There comes a point in the history of every nation where a nation's former director of intelligence faces the press and proudly defends
forcing pureed foods up the rectums of captured prisoners.
When presented with the conclusion that the tactic of "rectal rehydration" detailed in the report was abusive, Hayden defended the practice.
"That was a medical procedure because of detainee health. The people that are responsible there for the health of these detainees saw that they were becoming dehydrated," said the former CIA chief.
"I'm not a doctor and neither are you," Hayden told CNN's Jake Tapper. "This is one of the ways that the body is rehydrated."
Let us pray "I am not a doctor, so who's to say what's torture" does not become the next "I am not a scientist, so pollution schmallution." But it no doubt will.
For the record, Physicians for Human Rights says that using the procedure "without evidence of medical necessity" is in fact "torture." And, for the record, they are doctors.
“Contrary to the CIA’s assertions, there is no clinical indication to use rectal rehydration and feeding over oral or intravenous administration of fluids and nutrients,” said Dr. Vincent Iacopino, PHR’s senior medical advisor. “This is a form of sexual assault masquerading as medical treatment. In the absence of medical necessity, it is clear that the only purpose behind this humiliating and invasive procedure is to inflict physical and mental pain.”

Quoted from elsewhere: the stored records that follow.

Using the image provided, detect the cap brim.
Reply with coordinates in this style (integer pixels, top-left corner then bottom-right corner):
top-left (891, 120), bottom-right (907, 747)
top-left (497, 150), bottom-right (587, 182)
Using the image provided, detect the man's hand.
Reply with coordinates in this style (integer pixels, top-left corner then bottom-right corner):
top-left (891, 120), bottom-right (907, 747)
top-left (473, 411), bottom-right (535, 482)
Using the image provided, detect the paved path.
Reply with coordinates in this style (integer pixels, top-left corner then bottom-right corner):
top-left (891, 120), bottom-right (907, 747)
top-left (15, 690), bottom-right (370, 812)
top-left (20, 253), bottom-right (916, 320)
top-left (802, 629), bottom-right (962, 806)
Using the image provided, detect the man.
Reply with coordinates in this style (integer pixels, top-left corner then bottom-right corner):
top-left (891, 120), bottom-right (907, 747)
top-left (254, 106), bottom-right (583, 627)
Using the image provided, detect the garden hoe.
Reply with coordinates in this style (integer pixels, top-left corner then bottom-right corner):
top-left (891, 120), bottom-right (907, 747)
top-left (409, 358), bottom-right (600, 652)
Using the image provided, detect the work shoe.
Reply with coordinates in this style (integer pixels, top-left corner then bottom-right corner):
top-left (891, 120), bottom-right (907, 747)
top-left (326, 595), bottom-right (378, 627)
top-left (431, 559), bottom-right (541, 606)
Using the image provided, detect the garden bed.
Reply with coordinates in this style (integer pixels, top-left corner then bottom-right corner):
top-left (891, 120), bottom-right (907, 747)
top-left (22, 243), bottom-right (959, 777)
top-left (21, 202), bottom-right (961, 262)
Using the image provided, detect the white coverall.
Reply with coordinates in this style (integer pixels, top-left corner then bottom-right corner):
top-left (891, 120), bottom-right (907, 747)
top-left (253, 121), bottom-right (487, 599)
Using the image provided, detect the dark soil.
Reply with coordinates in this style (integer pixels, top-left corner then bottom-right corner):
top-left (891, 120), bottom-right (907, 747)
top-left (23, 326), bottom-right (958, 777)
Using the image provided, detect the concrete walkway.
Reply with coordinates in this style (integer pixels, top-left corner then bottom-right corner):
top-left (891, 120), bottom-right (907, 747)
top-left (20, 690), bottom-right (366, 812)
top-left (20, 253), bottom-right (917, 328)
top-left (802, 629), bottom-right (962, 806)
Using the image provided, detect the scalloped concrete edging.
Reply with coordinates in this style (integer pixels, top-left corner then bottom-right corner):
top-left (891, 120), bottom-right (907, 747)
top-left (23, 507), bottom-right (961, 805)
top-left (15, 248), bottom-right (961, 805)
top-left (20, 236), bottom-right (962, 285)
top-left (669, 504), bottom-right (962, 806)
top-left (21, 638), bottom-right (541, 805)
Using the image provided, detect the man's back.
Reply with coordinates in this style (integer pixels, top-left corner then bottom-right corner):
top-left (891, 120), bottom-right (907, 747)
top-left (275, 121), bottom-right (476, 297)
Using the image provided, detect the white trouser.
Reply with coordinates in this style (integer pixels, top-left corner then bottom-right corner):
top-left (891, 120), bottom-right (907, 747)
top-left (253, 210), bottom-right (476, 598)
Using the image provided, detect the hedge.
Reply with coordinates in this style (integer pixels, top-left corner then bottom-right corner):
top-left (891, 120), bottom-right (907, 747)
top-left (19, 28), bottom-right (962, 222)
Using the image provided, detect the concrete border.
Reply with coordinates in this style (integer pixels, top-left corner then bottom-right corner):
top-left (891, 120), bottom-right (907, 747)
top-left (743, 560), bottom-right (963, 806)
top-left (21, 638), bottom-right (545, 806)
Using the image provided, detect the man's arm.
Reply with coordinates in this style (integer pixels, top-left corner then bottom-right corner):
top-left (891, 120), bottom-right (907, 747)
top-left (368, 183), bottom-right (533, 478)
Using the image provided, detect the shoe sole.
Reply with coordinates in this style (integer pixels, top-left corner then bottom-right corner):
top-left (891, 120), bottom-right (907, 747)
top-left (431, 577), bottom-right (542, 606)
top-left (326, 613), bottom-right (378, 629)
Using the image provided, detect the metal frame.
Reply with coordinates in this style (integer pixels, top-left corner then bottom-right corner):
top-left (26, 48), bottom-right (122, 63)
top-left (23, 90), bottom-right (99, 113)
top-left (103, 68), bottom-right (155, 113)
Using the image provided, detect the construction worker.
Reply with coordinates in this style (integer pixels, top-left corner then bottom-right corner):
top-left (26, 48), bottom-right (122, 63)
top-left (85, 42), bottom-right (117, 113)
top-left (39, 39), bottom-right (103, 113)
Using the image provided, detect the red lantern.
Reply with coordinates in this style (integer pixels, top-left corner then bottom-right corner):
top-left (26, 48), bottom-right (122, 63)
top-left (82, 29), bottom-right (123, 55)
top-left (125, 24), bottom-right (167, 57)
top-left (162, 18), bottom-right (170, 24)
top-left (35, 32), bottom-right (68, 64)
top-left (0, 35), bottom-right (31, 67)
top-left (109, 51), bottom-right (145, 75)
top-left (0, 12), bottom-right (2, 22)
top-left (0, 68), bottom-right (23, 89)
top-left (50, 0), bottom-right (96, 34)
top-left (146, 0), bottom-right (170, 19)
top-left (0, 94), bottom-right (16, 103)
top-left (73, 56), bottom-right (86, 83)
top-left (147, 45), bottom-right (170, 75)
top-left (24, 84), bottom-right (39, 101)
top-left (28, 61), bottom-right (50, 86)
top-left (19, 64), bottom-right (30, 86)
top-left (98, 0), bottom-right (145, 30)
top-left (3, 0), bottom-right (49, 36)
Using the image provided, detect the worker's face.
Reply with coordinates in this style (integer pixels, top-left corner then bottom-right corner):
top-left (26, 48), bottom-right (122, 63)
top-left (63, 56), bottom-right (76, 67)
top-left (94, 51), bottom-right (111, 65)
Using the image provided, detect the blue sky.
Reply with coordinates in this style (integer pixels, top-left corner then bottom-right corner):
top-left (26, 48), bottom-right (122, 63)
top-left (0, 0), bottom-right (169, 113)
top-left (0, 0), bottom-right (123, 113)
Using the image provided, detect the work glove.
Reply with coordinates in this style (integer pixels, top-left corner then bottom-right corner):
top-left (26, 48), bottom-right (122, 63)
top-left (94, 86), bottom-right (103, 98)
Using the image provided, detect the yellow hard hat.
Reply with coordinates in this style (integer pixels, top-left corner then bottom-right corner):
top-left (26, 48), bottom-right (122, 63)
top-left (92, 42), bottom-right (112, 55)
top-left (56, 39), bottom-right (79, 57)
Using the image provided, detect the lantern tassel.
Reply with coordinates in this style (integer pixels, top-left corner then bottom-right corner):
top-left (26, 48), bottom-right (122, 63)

Pervasive in the report are acknowledgments that the CIA torture program was not a carefully honed machine, but a often-unsupervised hodgepodge of abuses undertaken by individuals who were
inexperienced, untrained, and who seemed uninterested in whether their invented tortures were even needed.
Please read below the fold for more on these torture abuses.
At one facility in 2002, code-named COBALT, "untrained CIA officers …conducted frequent, unauthorized, and unsupervised interrogations of detainees *using harsh physical interrogation techniques that were not—and never became—part of the CIA's formal 'enhanced' interrogation program," the report found. COBALT is reportedly a prison in Afghanistan the agency nicknamed "the Salt Pit." In one example identified by the report, an interrogator left a COBALT detainee chained naked to the concrete floor. The detainee later died of suspected hypothermia.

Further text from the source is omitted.